Todos los grupos parlamentarios, a excepción del PP, apoyan la propuesta presentada por el sector apícola de COAG y las organizaciones de consumidores, CECU y CEACCU, para que sea obligatorio detallar el país de origen en el etiquetado de la miel. Así se evidenció ayer durante la Comisión de Agricultura del Congreso, en la que los diputados de PSOE, CIU, IU, PNV, UPyD y Grupo Mixto votaron a favor de una proposición no de ley que recoge esta petición.

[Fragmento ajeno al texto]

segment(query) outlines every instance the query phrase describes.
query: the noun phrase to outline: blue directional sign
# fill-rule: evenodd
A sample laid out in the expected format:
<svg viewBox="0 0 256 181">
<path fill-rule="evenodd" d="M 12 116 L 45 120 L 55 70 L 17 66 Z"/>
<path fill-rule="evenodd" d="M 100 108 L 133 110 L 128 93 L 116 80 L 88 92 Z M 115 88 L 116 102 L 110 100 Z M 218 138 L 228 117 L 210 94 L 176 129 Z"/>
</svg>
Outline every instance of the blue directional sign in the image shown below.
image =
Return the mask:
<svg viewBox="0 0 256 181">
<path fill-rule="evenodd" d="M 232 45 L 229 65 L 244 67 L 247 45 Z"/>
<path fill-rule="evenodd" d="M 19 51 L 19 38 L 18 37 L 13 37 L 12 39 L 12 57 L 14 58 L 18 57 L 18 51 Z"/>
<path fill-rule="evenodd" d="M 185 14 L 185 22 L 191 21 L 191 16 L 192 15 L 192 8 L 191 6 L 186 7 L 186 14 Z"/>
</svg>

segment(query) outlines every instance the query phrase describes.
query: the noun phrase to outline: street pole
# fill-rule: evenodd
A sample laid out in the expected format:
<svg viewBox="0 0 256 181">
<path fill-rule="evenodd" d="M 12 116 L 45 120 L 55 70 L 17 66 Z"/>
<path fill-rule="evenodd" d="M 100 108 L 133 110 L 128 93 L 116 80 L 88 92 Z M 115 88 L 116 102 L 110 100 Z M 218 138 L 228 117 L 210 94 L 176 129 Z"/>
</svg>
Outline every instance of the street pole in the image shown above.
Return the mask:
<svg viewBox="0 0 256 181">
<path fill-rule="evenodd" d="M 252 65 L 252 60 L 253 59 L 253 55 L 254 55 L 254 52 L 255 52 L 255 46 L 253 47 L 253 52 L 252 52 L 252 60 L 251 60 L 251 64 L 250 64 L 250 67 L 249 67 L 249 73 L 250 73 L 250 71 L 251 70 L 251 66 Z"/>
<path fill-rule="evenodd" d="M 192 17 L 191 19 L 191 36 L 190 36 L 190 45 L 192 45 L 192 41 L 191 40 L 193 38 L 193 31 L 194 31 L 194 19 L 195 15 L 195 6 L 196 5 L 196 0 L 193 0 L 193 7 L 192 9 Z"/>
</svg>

COAG y las organizaciones de consumidores, CECU y CEACCU han reclamado al Ministerio de Agricultura, Alimentación y Medio Ambiente (MAGRAMA), que aproveche la oportunidad que supone la modificación del Real Decreto 1049/2003, de 1 de agosto, por el que se aprueba la norma de calidad relativa a la miel, para introducir un cambio normativo que obligue a detallar el país de origen en el etiquetado de la misma, similar al introducido en 2006 en la legislación italiana.

 

“Esperamos que durante el trámite de audiencia el Gobierno no ceda a las presiones de las grandes industrias envasadoras de miel foránea y defienda la transparencia, la libertad de elección del consumidor y la valorización de la miel española frente a las de importaciones de baja calidad de terceros países”, ha subrayado Ángel Díaz, responsable del sector apícola de COAG. En este sentido, desde el sector apícola de COAG se ha reclamado al MAGRAMA que, en la reunión prevista para el próximo 2 de diciembre con todos los eslabones del sector,  convoque también a las organizaciones de consumidores.

 

El sector apícola de COAG lleva años denunciando la falta de transparencia que posibilita la aplicación de la Directiva 2001/110/CE de la Miel en España, ahora modificada por la Directiva 2014/63/UE, ya que permite a los operadores etiquetar mieles de fuera de la UE como “mezcla de mieles UE-no UE” sin indicar los países en los que las mieles fueron recolectadas, o etiquetar como “mezcla de mieles no UE” sin indicar si la miel comercializada proviene por ejemplo de China o Argentina, por citar sólo algunos ejemplos. Esta norma va en contra de lo establecido en la normativa comunitaria en materia de etiquetado, presentación y publicidad de los productos alimenticios ya que las leyendas admitidas por la Directiva inducen a confusión a los consumidores.